A proposed 23-story building, called the Fifth Avenue Tower, could begin work in spring. It would combine retail and office space with 60 residential condo units and 160 parking spaces, he said. The building may be built at Fifth Avenue and F Street.

Anchorage has other new commercial projects to anticipate, including possible office and hotel facilities at Ship Creek, a new Brother Francis shelter and expansion of the Anchorage Museum of History and Art, said Larry Cash, president and chief executive of RIM Architects.

Another possible project is a 100-room hotel near Dimond Center, he said.

Renovation of the University of Alaska Anchorage Consortium Library should begin in 2002 and add 100,000 square feet, he said.

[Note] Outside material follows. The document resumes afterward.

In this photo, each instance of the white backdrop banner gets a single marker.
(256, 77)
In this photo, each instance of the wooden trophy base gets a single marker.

Jeff Thon from Pacific Tower Properties Inc. presented notes on the retail sector from Hickel Investment’s Bill Gee. Retail space has the highest vacancy rate at 5 percent and availability ranges 1,000 to 60,000 square foot units, Thon said. Most space is available in East or Midtown Anchorage, he said.

The warehouse market records a vacancy rate of 2 percent, which may continue in 2001, and rental rates should stay low even though the market’s tight, Thon said. Possible new construction could be located near Ted Stevens Anchorage International Airport, he said.

The city comprehensive plan provides a new direction for future development, said Sue Fison, municipal planning director. The plan outlines more urbanization, quality of life issues, design standards and natural open space.

Anchorage has a shortage of vacant land and most of it is zoned for residential use, she said. However, changing a zoning from residential to commercial could prove increasingly difficult, she said.

Planning for the expected population growth by 2020, Fison noted that more multifamily units will be needed, unlike current housing development, which is largely single family units.

Next month the city will launch an online database to track zoning and platting cases so residents can track projects more easily, she said.